Jobs to do in January

January is a great month for looking forward to the year ahead – but a bit tedious sometimes if you want to head out into the garden … once there however there are still some jobs to do if you wrap up warm on a bright crisp day….

  • Ideally your borders are now clear of autumn debris – apart perhaps from spectacular seed heads still clinging on, but if this is not the case now is the time to remove any remaining leaves and dead stuff so that spring bulbs look good as they begin to poke through the soil. Be careful when stepping through planted beds not to tread on emerging shoots as this can often be fatal to the plants.

  • If the ground is covered with heavy frost or snow, try to avoid walking or stepping on lawns. This will damage the grass and be evident when the frost disappears.

Now is a good time too for making sure that fences, trellises, and other garden architecture is in good repair before new growth and climbers make this more challenging in the spring. Loose fixings, rotting bits and algae covered wood can all be dealt with now.

  • If you enjoy sweet peas and haven’t yet sown yours, January is the time. Seeds are cheap, and are often given away with gardening magazines at this time of year – or you may have saved some from your favourite varieties last year? Follow the instructions on the packet, or fill root trainers with a mixture of compost and a free draining material such as perlite. See my previous blog on using root trainers. Push the seed an inch of so beneath the surface and water in. Alternatively sow several seeds in a small pot and leave on a sunny windowsill or in an unheated greenhouse or cold frame. 

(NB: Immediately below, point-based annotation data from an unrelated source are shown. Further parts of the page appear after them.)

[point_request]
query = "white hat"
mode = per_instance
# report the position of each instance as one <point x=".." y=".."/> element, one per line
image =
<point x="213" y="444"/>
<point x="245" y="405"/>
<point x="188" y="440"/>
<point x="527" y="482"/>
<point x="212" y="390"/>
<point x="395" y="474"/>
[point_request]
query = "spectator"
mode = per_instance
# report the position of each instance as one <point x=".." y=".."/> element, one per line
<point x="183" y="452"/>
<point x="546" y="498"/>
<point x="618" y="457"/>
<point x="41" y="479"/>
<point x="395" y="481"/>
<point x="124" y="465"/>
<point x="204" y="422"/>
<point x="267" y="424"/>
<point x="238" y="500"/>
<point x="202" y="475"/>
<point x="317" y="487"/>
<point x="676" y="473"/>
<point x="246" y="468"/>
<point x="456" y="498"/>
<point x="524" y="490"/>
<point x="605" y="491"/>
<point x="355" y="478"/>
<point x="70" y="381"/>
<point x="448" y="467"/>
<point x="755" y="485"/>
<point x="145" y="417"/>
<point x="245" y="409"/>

  • January is a great time to plant shrubs and trees, especially bare rooted hedges and roses. Plants bought bare root are usually a lot cheaper than pot grown and establish quickly if planted well into prepared soil in the winter months. However, never plant in water logged soil or in freezing conditions.
My wisteria flowering in May
  • Wisteria can be given its winter prune in January to achieve maximum flowering in the spring. Cut back last season’s growth back to two or three buds from its base. Cut just above the chosen bud but at an angle slanting in the same direction as the bud with secateurs. Whilst you are on your ladder check tension wires are secure and that any unwanted whippy growth is completely removed.